Diffusé en VoD et en DVD, le film de Caetano Gotardo et Marco Dutra relate avec finesse les relations mouvantes entre Blancs et Noirs à Sao Paulo.
Signe des temps, l’un des plus beaux films brésiliens vus ces derniers temps ne sortira pas en salle, mais directement sur les canaux domestiques, en VoD et en DVD. Todos os mortos (« tous les morts ») figurait pourtant dans les rangs compétitifs de la Berlinale 2020. Il émane d’un collectif tout droit sorti de l’université de Sao Paulo, Filmes do Caixote, dont les cinq membres conspirent aux films des autres et y collaborent à différents postes. Il arrive ainsi que leurs films soient signés à quatre mains, comme les deux déjà sortis en France cosignés par Marco Dutra et Juliana Rojas : Travailler fatigue (2011) et le magnifique film de loup-garou Les Bonnes Manières (2017), deux façons de réinvestir les motifs du cinéma de genre sur le versant du rêve et de la poésie.

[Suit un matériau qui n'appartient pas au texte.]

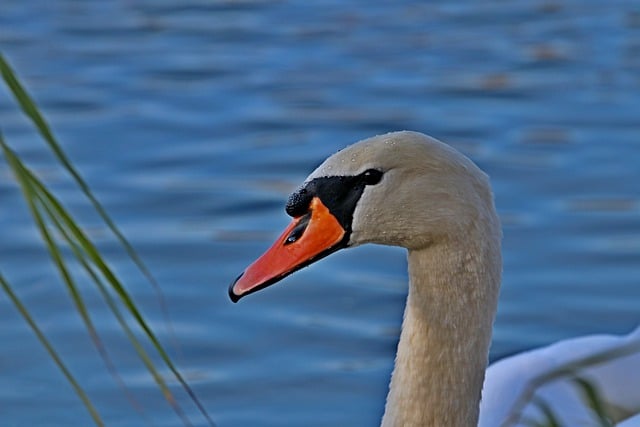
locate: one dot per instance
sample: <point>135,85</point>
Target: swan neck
<point>446,332</point>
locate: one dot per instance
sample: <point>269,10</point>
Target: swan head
<point>401,189</point>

Todos os mortos retrouve à sa tête le même Marco Dutra, en compagnie cette fois de Caetano Gotardo, tandis que Juliana Rojas en assure le montage – les attributions se distribuant comme au bonneteau !
Le film entretient une relation plus distendue au genre : c’est un film d’époque tendance brechtienne, un récit de fantômes sans surnaturel, une « hantologie » de la société brésilienne qui concerne l’intrication des rapports de classe et de race. En 1899, à la charnière de deux siècles, trois femmes de la haute bourgeoisie caféière, la mère et ses deux filles, arpentent isolées leur maison de ville à Sao Paulo, se remémorant leur passé glorieux dans la grande fazenda laissée derrière elles. Maria (Clarissa Kiste), nonne, s’inquiète de la santé déclinante de sa mère, Isabel (Thaia Perez), qui a perdu sa dernière domestique, et de l’état mental de sa sœur, Ana (Carolina Bianchi), qui prétend voir partout des fantômes des esclaves morts dans l’exploitation.
Interstices de l’histoire
Plus de dix ans se sont écoulés depuis l’abolition de l’esclavage dans le Brésil nouvellement indépendant, et la famille Soares, dont l’aisance en a largement dépendu, entre désormais en déclin et se disloque de toutes parts. A l’image de ce père resté dans sa plantation, désormais simple employé des propriétaires italiens qui la lui ont rachetée. Scandé en trois temps qui correspondent à trois fêtes nationales (l’indépendance, la Toussaint et Noël), le récit s’attache au plan de Maria pour sauver Ana de la mélancolie : faire venir de la fazenda une ancienne esclave, Ina (Mawusi Tulani), afin de pratiquer sur sa sœur un simulacre de rituel qui pourrait ramener sa sœur à la raison.
Todos os mortos remonte ainsi à l’origine de l’histoire postcoloniale, examinant tout du long les relations mouvantes entre Blancs et Noirs, encore marquées par le poids des siècles, de vieilles habitudes ancrées de déférence et de domination, amenées petit à petit à se rééquilibrer. C’est ce moment de déplacement dans les rapports sociaux, entre un passé non surmonté et un avenir non advenu, qui intéresse le duo de réalisateurs, car c’est précisément dans ces interstices de l’histoire que prolifèrent les fantômes.